If you work in a sensitive department, consider leveraging the Virtual Desktop environment to access your email and documents. This will ensure access to your account is performed through a trusted infrastructure.
If you access your email or cloud storage while abroad, we recommend changing your myUMBC password once you return to the United States from a trusted device.
You should never take export-controlled data with you while traveling overseas without prior authorization from the Office of Research Protections and Compliance (ORPC).

If you are accessing UMBC resources remotely while traveling overseas, even with a personal device, you should never remotely access any data that is export restricted without prior authorization from ORPC.

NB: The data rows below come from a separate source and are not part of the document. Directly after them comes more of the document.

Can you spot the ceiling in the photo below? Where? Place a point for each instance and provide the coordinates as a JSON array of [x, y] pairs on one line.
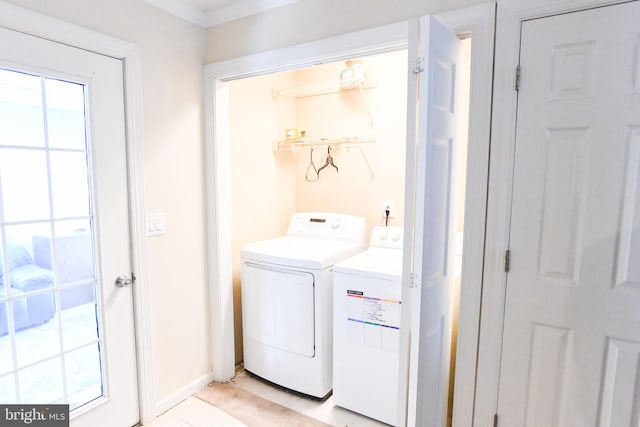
[[209, 13]]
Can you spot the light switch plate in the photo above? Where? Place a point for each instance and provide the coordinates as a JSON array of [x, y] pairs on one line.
[[155, 224]]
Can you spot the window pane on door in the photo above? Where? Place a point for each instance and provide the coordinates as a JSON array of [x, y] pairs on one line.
[[25, 190], [21, 109], [65, 114], [69, 184], [50, 337]]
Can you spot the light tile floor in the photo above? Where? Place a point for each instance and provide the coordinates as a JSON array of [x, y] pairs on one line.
[[196, 413]]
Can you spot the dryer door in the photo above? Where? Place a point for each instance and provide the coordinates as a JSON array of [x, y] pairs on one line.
[[278, 308]]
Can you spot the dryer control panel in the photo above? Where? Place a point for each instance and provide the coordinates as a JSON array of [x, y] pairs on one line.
[[328, 225]]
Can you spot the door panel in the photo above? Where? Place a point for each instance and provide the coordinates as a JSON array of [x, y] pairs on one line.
[[573, 302], [428, 228], [64, 234]]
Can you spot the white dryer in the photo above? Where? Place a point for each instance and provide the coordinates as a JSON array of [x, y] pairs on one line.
[[287, 299], [366, 327]]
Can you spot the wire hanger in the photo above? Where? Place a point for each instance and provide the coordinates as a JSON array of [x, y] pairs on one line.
[[312, 167], [328, 162]]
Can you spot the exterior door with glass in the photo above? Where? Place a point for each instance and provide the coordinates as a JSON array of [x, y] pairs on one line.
[[66, 328]]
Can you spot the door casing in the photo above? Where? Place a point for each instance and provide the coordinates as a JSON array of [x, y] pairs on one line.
[[510, 15], [19, 19], [477, 21]]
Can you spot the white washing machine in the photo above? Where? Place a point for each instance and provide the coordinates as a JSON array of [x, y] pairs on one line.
[[287, 299], [366, 327]]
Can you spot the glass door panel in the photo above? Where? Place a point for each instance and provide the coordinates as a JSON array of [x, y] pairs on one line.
[[50, 339]]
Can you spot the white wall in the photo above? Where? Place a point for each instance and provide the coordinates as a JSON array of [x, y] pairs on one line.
[[172, 58], [309, 20], [262, 185]]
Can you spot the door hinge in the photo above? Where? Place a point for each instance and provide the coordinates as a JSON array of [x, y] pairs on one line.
[[418, 67], [507, 261]]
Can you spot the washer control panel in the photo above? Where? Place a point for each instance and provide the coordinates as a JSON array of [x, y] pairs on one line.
[[387, 237], [328, 225]]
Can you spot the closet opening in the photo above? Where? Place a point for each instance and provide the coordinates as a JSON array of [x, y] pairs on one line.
[[325, 138]]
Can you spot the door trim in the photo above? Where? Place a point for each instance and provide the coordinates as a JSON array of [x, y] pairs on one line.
[[477, 21], [503, 130], [40, 25]]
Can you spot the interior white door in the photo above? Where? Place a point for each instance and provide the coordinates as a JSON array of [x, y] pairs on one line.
[[571, 344], [65, 185], [429, 256]]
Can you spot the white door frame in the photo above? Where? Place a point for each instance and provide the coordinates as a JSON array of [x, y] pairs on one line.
[[509, 19], [477, 21], [19, 19]]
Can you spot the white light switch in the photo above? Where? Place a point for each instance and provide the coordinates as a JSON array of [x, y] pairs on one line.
[[155, 224]]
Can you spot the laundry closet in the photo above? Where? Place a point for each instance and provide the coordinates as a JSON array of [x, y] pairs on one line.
[[362, 124], [309, 140]]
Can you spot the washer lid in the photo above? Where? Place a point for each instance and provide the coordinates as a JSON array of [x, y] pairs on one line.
[[301, 252], [383, 263]]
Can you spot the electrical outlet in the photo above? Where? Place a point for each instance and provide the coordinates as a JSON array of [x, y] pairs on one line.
[[387, 205]]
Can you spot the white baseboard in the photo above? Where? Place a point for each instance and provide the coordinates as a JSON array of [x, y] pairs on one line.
[[178, 396]]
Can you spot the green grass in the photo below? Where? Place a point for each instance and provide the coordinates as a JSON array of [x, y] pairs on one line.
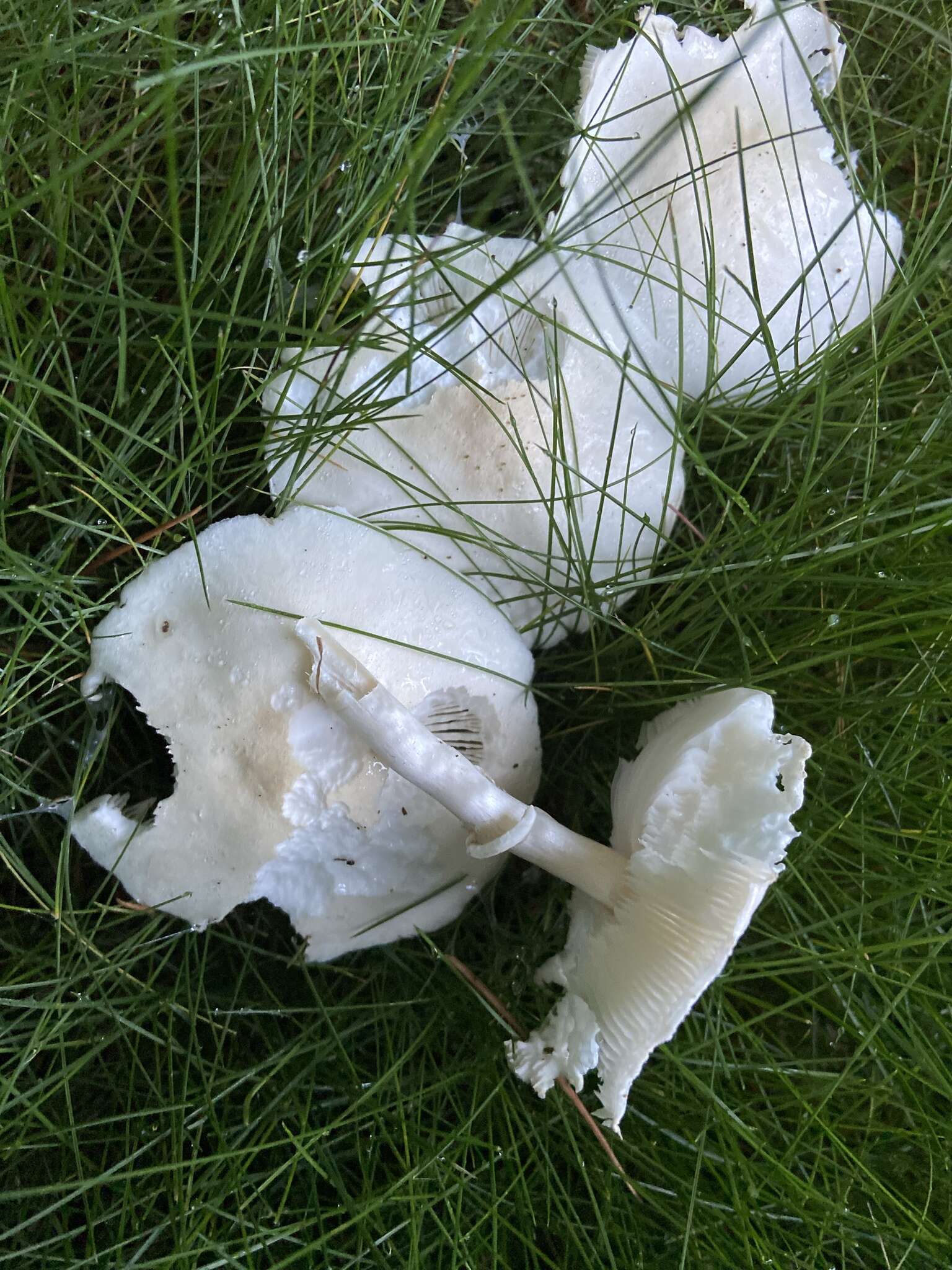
[[182, 1099]]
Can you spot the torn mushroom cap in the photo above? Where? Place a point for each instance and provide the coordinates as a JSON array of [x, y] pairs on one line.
[[703, 815], [702, 821], [555, 471], [273, 797], [707, 186]]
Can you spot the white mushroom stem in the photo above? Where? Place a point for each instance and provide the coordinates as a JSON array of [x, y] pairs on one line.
[[498, 821]]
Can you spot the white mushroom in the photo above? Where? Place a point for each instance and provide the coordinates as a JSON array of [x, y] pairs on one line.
[[495, 430], [273, 796], [707, 189], [513, 408], [702, 821]]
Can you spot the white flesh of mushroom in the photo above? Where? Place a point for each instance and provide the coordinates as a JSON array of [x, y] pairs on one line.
[[512, 443], [273, 796], [512, 407], [705, 182], [702, 822]]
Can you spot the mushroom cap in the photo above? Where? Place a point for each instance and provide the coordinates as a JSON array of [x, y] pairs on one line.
[[703, 180], [507, 438], [273, 796], [703, 815]]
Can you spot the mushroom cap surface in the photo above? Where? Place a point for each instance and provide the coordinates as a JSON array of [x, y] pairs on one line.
[[493, 429], [273, 797], [703, 815], [705, 182]]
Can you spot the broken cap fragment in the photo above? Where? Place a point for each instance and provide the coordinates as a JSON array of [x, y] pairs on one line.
[[273, 797], [702, 822], [483, 417], [706, 191]]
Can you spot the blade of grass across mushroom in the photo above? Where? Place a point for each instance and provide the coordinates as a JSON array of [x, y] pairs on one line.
[[746, 144], [702, 822], [275, 799], [501, 1013]]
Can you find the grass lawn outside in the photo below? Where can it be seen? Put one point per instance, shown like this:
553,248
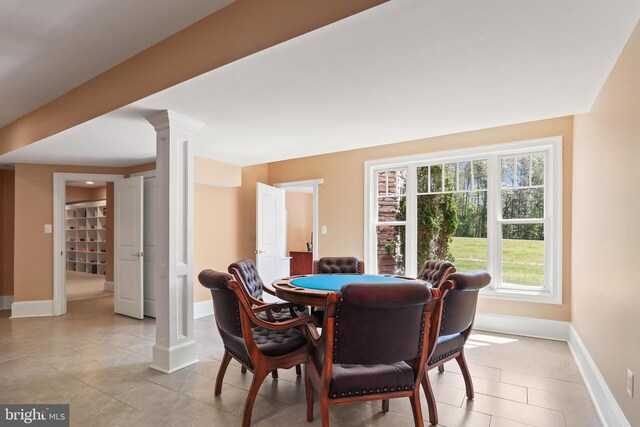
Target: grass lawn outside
522,260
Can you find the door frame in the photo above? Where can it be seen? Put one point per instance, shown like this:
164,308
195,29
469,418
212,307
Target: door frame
313,183
59,236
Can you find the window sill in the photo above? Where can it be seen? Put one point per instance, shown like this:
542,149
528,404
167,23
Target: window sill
521,295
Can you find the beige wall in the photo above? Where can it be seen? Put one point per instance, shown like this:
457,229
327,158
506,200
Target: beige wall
224,224
606,310
7,199
299,220
34,208
341,197
242,28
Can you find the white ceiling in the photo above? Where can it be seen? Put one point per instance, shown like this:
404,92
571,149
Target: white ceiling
48,47
405,70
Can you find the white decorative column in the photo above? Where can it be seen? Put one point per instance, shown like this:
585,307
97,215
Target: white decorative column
175,345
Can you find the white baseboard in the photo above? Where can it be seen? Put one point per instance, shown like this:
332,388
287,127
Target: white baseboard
32,309
524,326
608,409
202,309
5,302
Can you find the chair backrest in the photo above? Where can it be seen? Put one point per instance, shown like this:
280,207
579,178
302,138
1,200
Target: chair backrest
459,305
246,274
336,265
435,271
378,323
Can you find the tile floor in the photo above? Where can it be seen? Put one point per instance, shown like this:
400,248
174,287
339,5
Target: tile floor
79,286
98,362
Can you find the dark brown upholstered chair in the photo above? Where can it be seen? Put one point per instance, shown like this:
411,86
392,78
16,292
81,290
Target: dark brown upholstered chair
246,273
336,265
436,271
260,346
452,328
373,346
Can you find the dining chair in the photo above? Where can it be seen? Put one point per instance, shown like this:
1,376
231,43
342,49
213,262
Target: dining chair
373,346
246,274
337,265
451,327
436,271
259,345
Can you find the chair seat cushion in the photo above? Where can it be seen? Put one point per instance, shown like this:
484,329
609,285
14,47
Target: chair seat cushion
276,343
285,314
446,346
354,380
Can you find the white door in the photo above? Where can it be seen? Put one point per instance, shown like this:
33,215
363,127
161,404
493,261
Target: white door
128,268
150,244
270,232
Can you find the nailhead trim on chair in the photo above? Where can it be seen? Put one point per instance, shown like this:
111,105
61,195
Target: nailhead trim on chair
445,355
242,359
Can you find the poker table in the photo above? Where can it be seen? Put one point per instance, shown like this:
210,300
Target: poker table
312,289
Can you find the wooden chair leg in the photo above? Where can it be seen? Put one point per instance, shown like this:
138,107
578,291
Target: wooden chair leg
468,384
258,378
221,371
431,400
308,387
324,410
416,408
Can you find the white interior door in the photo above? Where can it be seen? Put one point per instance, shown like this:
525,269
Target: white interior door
128,247
270,232
150,244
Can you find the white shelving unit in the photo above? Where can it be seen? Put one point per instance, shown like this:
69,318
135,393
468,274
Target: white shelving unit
86,236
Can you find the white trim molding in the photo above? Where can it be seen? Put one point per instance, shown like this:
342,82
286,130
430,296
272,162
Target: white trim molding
608,409
202,309
313,184
32,309
605,403
549,147
59,302
5,302
108,286
523,326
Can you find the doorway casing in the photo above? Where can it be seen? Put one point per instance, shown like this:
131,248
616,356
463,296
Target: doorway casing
59,201
313,184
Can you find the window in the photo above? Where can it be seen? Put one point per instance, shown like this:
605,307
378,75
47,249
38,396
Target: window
495,208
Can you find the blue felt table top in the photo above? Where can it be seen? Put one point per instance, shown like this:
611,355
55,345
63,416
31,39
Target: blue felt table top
335,282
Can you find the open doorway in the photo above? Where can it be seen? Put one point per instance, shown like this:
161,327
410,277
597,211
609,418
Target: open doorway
88,240
299,229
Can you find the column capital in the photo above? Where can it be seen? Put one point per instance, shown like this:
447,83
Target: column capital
166,119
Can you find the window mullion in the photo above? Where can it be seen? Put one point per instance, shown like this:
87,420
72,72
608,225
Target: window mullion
494,214
411,242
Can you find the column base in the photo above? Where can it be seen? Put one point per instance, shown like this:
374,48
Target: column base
171,359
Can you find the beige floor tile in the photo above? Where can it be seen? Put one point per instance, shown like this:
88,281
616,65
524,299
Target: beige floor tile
154,399
577,411
546,384
502,422
516,411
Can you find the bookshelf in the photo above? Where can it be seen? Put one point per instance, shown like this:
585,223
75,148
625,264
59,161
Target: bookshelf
86,237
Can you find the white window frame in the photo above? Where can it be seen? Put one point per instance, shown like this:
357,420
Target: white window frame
552,149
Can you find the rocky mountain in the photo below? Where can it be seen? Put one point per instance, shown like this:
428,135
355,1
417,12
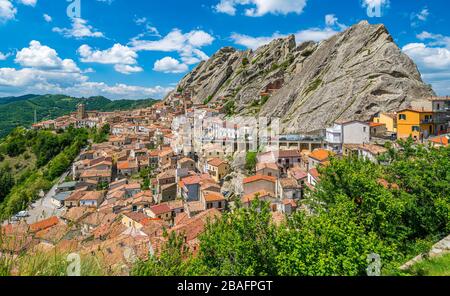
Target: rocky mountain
352,75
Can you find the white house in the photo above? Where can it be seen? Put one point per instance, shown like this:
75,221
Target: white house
351,132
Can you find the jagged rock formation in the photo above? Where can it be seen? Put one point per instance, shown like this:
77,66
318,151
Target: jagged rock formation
352,75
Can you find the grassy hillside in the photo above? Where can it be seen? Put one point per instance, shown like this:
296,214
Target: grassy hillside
19,111
30,162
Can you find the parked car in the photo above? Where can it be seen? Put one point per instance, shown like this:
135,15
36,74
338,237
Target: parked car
23,214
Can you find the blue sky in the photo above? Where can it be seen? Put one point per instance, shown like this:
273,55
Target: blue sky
137,49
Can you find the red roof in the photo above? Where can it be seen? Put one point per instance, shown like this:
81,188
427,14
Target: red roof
259,178
44,224
161,209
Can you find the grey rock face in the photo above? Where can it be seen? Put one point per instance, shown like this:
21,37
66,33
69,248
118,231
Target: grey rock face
352,75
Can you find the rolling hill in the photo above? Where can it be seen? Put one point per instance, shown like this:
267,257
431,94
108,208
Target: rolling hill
19,111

What is a “Tools of the Trade” Letter?

A “Tools of the Trade” letter is a document provided by ORPC for travelers who take UMBC devices abroad to provide documentation to U.S. Customs and Border Protection that they are authorized by UMBC to take a device out of the country, which may prevent delays in clearing customs. OPRC will review your travel to certify that you will not be taking any export-controlled material with you. A “Tools of the Trade” letter will not be accepted by foreign customs inspectors at foreign ports of entry.

What should I consider while abroad?

While you are abroad, you should use care to safeguard your device from unauthorized access or theft. Loss of device custody (e.g., due to theft, inspection by an external party, or customs seizure), should be reported to the appropriate UMBC offices (e.g., Travel, ORPC, Police, Cybersecurity, Department or College) as soon as it is safe to do so.

When traveling internationally, be mindful that communications can be intercepted. Exercise caution when discussing or transmitting sensitive information. If connecting to a local network, use the UMBC VPN if permitted by local regulations. Avoid applying device updates or changing passwords while on untrusted networks.

For additional tips on “Traveling Overseas with Mobile Phones, Laptops, PDAs, and Other Electronic Devices,” please see the following guidance from the Office of the Director of National Intelligence. https://www.dni.gov/index.php/ncsc-how-we-work/ncsc-know-the-risk-raise-your-shield/ncsc-travel-tips

What should I do when I return?

We recommend changing your myUMBC password from a trusted device once you return to the United States and running a full antivirus scan on any laptops or devices taken abroad.